Singer-songwriter, Extra Medium Pony

Extra Medium Pony

In hindsight, this album sounds like your friends’ band, if you had a dream where your friends were ultra-talented. Age 16, I first heard this album while ripping bong hits of kind bud in my manic/bipolar 35-year-old friend’s room at his parents’ house, which was filled with garbage and smelled like a dumpster. There was sharpie writing and holes punched in the walls from passer throughs. I sat on a couch that had no legs, spaced out of my mind and Pavement playing in the background. We’ve all been there, right? This album is the soundtrack to that room, wherever it exists now. I don’t know if people can make music like this anymore. Once it’s been created in a moment, it only lives there.

Johnny Iguana

Piano, The Claudettes

Johnny Iguana

I was living in NYC (having moved their from Philadelphia after college) when Pavement first made waves with Slanted and Enchanted and then Crooked Rain, Crooked Rain. By the time Wowee Zowee arrived in ’95, I was living in Chicago and on the road full time with blues harmonica legend Junior Wells. But I’d been in punk bands as well as blues bands in Philly since I was 16, and I was as obsessed with Pavement in ’95 as I was with going back in time and studying Big Maceo, Blind John Davis, Eddie Boyd and the other Chicago blues-piano giants.
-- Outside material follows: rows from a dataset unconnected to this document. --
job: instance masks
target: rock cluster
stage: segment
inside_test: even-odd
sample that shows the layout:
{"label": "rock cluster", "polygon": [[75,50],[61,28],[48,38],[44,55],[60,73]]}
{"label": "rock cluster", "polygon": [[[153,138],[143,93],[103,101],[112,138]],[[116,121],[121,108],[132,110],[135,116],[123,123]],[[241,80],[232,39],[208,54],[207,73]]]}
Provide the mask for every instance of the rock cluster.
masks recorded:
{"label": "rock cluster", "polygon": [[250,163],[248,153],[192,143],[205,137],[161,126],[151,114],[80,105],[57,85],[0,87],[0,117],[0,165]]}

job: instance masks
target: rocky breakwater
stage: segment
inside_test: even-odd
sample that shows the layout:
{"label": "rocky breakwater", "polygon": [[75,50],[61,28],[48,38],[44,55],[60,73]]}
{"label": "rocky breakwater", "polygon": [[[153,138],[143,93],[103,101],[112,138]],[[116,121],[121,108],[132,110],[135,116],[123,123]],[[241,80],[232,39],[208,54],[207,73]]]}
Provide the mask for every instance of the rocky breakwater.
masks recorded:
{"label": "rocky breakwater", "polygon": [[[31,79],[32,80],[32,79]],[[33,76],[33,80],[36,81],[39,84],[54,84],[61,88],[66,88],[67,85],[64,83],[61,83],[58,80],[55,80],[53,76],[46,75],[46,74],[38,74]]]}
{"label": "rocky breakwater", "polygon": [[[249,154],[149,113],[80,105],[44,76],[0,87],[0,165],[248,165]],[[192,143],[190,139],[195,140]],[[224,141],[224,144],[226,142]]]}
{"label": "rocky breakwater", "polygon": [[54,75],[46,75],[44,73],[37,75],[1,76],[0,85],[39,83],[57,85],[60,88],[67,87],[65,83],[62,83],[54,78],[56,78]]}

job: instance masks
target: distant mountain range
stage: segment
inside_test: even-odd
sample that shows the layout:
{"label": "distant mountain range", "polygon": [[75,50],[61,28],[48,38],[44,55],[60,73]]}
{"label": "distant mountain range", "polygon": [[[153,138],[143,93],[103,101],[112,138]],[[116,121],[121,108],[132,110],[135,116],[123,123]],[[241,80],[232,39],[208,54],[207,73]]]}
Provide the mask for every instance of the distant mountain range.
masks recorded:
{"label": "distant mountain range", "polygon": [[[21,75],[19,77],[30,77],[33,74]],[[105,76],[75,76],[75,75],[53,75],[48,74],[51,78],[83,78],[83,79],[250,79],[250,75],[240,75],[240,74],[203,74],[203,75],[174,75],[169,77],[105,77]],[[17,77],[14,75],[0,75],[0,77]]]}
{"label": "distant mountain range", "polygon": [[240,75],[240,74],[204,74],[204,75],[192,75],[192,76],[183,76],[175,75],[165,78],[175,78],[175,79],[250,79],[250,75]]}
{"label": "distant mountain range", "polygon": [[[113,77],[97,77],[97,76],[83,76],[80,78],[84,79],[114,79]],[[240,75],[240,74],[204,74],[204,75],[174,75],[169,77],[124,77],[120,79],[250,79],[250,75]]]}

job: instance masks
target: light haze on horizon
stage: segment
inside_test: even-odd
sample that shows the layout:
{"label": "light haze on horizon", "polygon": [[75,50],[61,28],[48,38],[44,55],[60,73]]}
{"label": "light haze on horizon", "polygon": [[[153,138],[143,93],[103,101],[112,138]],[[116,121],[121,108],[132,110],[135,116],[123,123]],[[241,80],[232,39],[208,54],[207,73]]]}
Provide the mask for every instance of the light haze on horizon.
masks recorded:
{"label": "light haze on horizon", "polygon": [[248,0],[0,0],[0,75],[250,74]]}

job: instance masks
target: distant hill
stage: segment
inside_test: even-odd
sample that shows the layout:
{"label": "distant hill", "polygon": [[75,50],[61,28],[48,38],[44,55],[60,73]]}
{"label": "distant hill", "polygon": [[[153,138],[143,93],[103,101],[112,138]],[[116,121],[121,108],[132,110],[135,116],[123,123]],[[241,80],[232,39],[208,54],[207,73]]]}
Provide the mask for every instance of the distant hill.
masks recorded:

I saw Pavement concerts that varied wildly in their impact on me. When I saw them outside at Dillo Day in Evanston, Illinois at Northwestern University, Malkmus just seemed put off by the frat crowd and expressed his boredom with every fiber of his being and with his words, too. That show was a drag, but I saw them at the Metro, too, not long after, and there was just this ineffable beauty to the music and the whole experience that (and I still don’t understand why) left me literally crying on a curb down the street from the venue after the show. As for Wowee Zowee, I remember hearing that the band were forced to pick a single, and so they picked ‘Rattled by the Rush,’ but they might as well have thrown a dart at a dartboard. This was not a singles album…it sort of stumbled, high and laughing, across a field of alt-rock, spacey country, psychedelia and metal-heavy rock, with vocals and lyrics shifting from sweet and lovely to speaker-busting screams. This album, too, has this ability to make me cry and I don’t know why. And “lo-fi?” I always thought, “Gimme a break.” These tracks are positively lush where they want to be, and craggy where they have to be. Pavement were in total command.

beabadoobee

Beabadoobee

Wowee Zowee was one of the first pavement albums I ever listened to. It stood out because the lazy feeling the vocals matched so well with the melodies that the guitars carried. It’s crazy because it’s rare an artist can make me feel something so much with something as simple as guitar chords. Everything just falls so satisfyingly and it’s the best album to gently bop your head to when you’re stoned. Pavement inspired me with the way I song write, especially with my EP Space Cadet. A melody that sticks in someone’s head that almost matches perfectly with the feeling they have at the time. I was supposed to get a Wowee zowee tattoo at one point, I loved it that much.